Plain Talk About Class Warfare And The Two Parties We Actually Have

Republicans always scream "class warfare" if any Democrat points to obvious inequities in our social system, but of course class struggle exists whenever and wherever class itself legibly exists at all, as a matter of course: If there were no class struggle, class itself would be invisible, since it is in the experience of the shifting advantages and disadvantages of class struggle that we are confronted with the substance of class itself. What class warfare is, is a reality, what class warfare isn't, is the public recognition of that reality.

Likewise, Republicans always scream "envy" if any Democrat points to the obvious wrongdoing of those at the top, but of course then goes on to stir up all the envy they can at those at the bottom, seeking to expiate the bloodletting of their own elite incumbent class war-making through the ritual sacrifice of scapegoats scooped up from among its sufferers. Needless to say, righteous anger at conspicuous wrongdoing is the furthest thing from envy, else given the opportunity the angry would emulate what they now call wrong rather than continue to repudiate it.

Republicans represent the interests of elite incumbents in this class warfare -- of course they then peddle class resentments, usually in the form of a mix of white racism, gender anxiety, and xenophobia, in order to fool a sufficiently large minority into endorsing policies actually benefiting the tiny elite minority they really serve to vote against the majority in this class warfare they are making but not allowing anybody to talk about. Democrats represent the interests of the large majority of people who have to work for a living -- but of course few of them are actually people who have to work for a living themselves, and they often have positional affinities with the elite incumbents against whose explicit advocates they are supposed to battling in the interests of the majority, with the consequence that they often do the wrong thing and even more often refuse to offend their fellow elite incumbents by telling it like it is.

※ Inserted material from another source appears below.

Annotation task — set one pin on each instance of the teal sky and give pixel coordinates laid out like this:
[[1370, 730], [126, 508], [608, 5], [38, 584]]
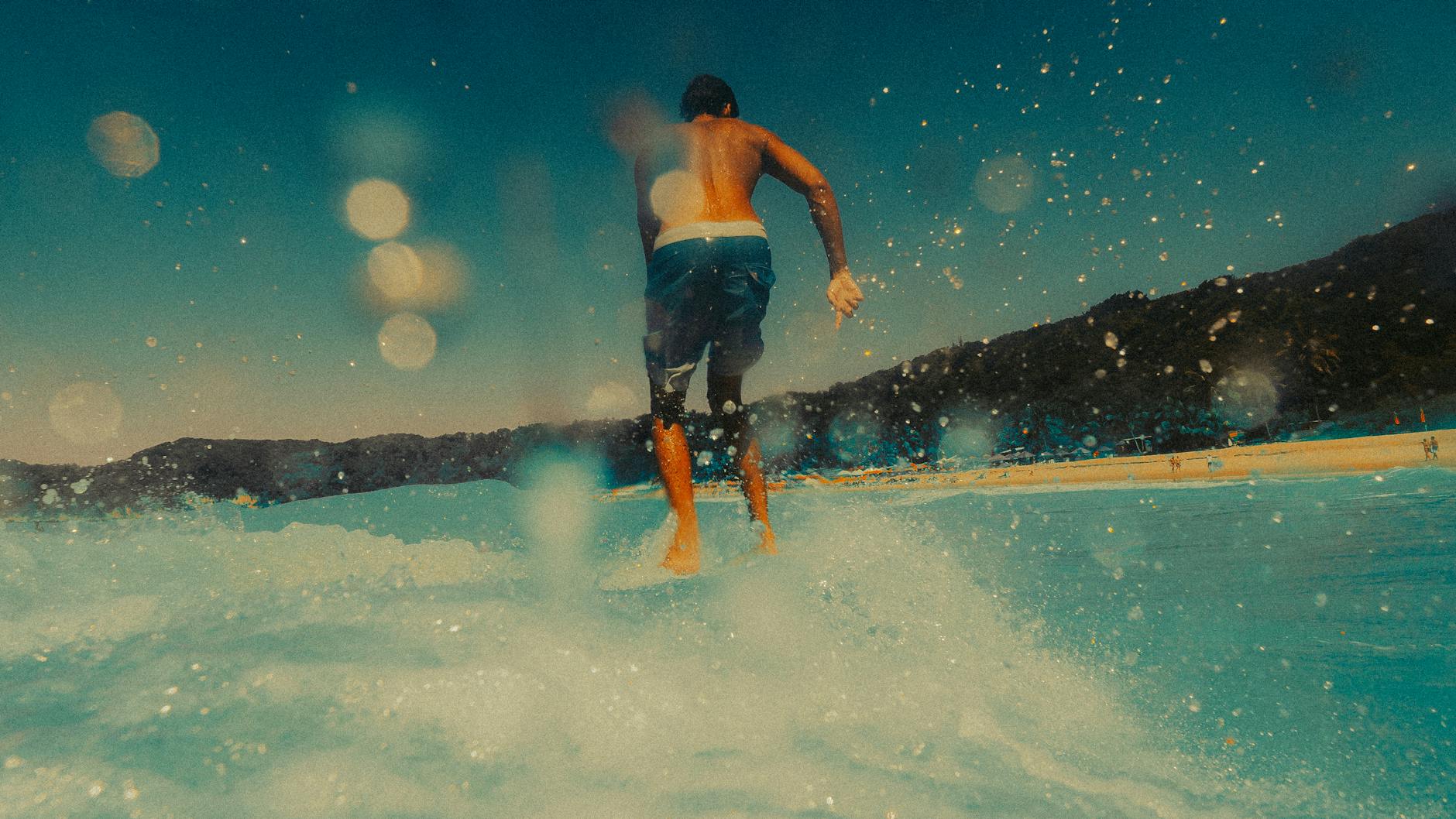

When Democrats fail to recognize the class warfare that is actually taking place they fatally undermine their capacity to wage it in the interests of the majority of their constituents, and when Democrats fail to punish those who are responsible for the worst effects of that class warfare (as when they didn't put fraudsters in jail, but instead gave them free money with no strings attached, just as when they didn't prosecute anybody in the Bush administration for admitted war-crimes, but instead decided to "move forward," usually in ways that treated that very gesture as a precedent justifying their own variations on those war-crimes) this does not cause the struggle to go away or the criminality to go away or the suffering to away or the recrimination to go away: it merely ensures that the real criminals go unpunished, the suffering produced by their crimes is exacerbated, and the recrimination is redirected to vulnerable innocents, many of them already the victims of the unpunished crimes in the first place, now positioned in their precarity as targets for renewed punishment.

The "envy" Republicans scream about when people recognize the crimes of the rich and powerful is in fact the righteous recognition that too often the successful succeed because they break the rules they demand others follow, because they appropriate as their own what are in fact collective accomplishments, because they externalize the risks and costs they claim they take and fail upward while others are expected to clean up their messes for them. But what is worse than the profound deception that would call these common sense recognitions expressions of "envy" is that Republicans do not stop there, but instead create and mobilize envy themselves, re-directing resentments exacerbated by the class warfare they are at once making and disavowing onto those who are suffering in that war for fear that otherwise these resentments will provide the basis for solidarity among the sufferers, the grounds for education, agitation, organizing, resistance, and reform among the majority of people who have to work for a living to engage as open combatants themselves rather than always only as casualties in the class warfare begun and maintained and forever waged by elite incumbents.

Both the Democrats and the majority of people who have to work for a living need to remember whose side they are on, and act accordingly, and demand they act accordingly. The Democrats aren't doing their job, but since they are all we have we have to make them do their job, and that means we have to do our job, too. We might begin by insisting everybody speak more plainly about the fact that there are sides and that there actually is a job to do.